Victoria and Albert Museum, free admission, until 27th November 2011, Gallery 38A
Alongside its current Postmodernism exhibition, the V&A have curated a display of photography to demonstrate how such approaches have affected the art form. Like many of the museum’s ‘displays’ you’d be forgiven for missing it entirely, or mistaking it for part of the permanent exhibition, as even in the ‘What’s On’ guide these free, temporary collections (sometimes little more than a single case) are bundled only at the back of the leaflet and nowhere near the like of the ‘main attractions’. In the case of this display though (and of many others….The House of Annie Lennox is worth a look at the moment too) the intrepid museum goer is rewarded with an exhibition that is well curated, enlightening and rather less packed than the ‘main attractions’.
The long and simply lit Gallery 38A (right opposite the Cast Courts, which would prove to be fortuitous later) offers a comfortable and unobtrusive background for what is quite the jumble of photos. But, with the Postmodernist mantra of parody, wit and freedom in mind, I drank in the colours and patterns of the eclectic collection.
First to catch my eye was John Kippin’s “Nostalgia For The Future,” 1988, which demonstrates the industrial decline and its impact on the British Landscape. As a ship rusts on the beach, lodged in the sand and surrounded by froth, in the forefront of the image a rather dated but delightfully twee caravan nestles into the dunes as a family nearby gathers to take in the scene. Across the photograph, the title is emblazoned in bold white type, rather foreboding and almost forewarning.
With almost equal sense of nostalgia and departure, Anne Hardy’s “Untitled IV (Balloons),” 2005, evokes the broken narrative of a vibrant and lively scene recently vacated. In some sort of garage or out-building, a party has been abandoned or simply not been cleaned up after…. Helium filled balloons and their dangling curled ribbons bring a movement and ‘just left’ feeling, as do the piles of cigarette ends and used paper cups. Intriguing too are the odd finds amongst the more explicable detritus of bricks, foam sealant and planks of wood, as a huge bank of electric switches sits next to scientific chalk etchings on the room’s back wall and a rabbit ornament on a high shelf appears to be casting judgement over the scene. I’m not sure if it’s the quirky playfulness of this image, or the unsolved mystery which intrigues me, but there’s something in the bright colours of the paper chains and the oddities hidden in the scene that makes me both smile and raise an eyebrow.
Karen Knorr’s “The Work of Art in the Age of Mechanical Reproduction,” 1986-89, shares its title with Walter Benjamin’s essay which suggests that the mass production of art destroys its ‘aura.’ Whilst the figure in this piece sits amongst plaster copies of some of the world’s prized artworks in the V&A’s Cast Courts, he in fact dotes on a printed volume rather than taking in his surroundings, made up in themselves of reproductions. The brass plaque on the elegant wood frame bears its title, and adds a resonance only a formal type can.

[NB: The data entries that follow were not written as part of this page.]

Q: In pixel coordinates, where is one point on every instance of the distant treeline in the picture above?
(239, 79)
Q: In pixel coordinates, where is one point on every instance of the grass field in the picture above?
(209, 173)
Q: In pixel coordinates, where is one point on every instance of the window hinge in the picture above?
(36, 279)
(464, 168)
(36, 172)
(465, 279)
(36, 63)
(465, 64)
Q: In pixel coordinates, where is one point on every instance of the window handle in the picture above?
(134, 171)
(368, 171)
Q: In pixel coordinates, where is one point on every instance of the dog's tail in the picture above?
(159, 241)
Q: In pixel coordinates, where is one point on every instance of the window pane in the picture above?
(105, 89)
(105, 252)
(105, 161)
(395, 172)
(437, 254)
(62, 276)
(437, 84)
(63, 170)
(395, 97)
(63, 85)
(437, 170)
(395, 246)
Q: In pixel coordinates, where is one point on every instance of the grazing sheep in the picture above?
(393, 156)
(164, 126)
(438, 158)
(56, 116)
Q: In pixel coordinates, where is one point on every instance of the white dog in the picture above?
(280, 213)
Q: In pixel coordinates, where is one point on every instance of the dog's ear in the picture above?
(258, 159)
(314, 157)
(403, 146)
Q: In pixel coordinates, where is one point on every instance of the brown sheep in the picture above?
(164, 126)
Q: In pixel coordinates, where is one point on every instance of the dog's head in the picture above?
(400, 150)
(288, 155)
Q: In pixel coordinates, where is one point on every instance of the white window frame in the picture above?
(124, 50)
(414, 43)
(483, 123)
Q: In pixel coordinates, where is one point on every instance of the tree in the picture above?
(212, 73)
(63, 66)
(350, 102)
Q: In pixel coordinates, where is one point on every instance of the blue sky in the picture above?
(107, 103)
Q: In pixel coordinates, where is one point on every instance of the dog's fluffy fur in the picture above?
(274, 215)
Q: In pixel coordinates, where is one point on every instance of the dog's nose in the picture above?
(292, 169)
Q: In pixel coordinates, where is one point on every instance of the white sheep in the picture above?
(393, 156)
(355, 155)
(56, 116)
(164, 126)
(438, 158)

Ann Jone’s “Hair Clip and Tweezers,” 1994, is perhaps the piece which most raises a smile in me. Each framed photo is a facetious parody of social history and society’s throw away nature. An enlarged and somehow therefore rather alien set of tweezers, and a hair clip (mind you this is the kind my grandmother used and so I’m not sure even the most of people at this exhibition will recognise it) are labelled rather cheekily on card, in clear type, with a description of their purpose as though they were used for some ancient practise, long forgotten. Rather than make me feel guilty for forgetting things or throwing things away though, the piece made me realise how precious the things I cling onto are, and how there really is treasure all around.
Lastly, at the far end of the room, Clare Strand’s “Signs of a Struggle,” 2003, forms a finish to the exhibition in a seemingly associated but oddly disconnected collection of black and white images. There is a wonderful ‘found’ nature to these photographs, which, if they had not been tampered with would not tie together at all. However, through various markings and embellishments, they have been made to look like crime scene evidence and like some bizarre, disjointed story. If anything, the labelling (arrows pointed to numbers, markers on a path with numbers on them) makes them all the more ambiguous, although as our attention is somehow drawn to a worn piece of carpet, holes in a bedroom wall and a hand revealing absolutely nothing beneath a linoleum floor, the photographs are nonetheless dramatic, if utterly fantastical.
I would recommend a visit to the exhibition if you’re at the museum for the Postmodernism exhibition or the Power of Making exhibition (post to follow on that…very much worth a see). And even if you combine a trip with the Cast Courts just opposite it’s worth a wander (although the Italian half of these is currently closed, but from upstairs you can look down on some of the amazing pieces and the work the museum is doing). The best route is through the shop though, so be warned, it’s a major distraction.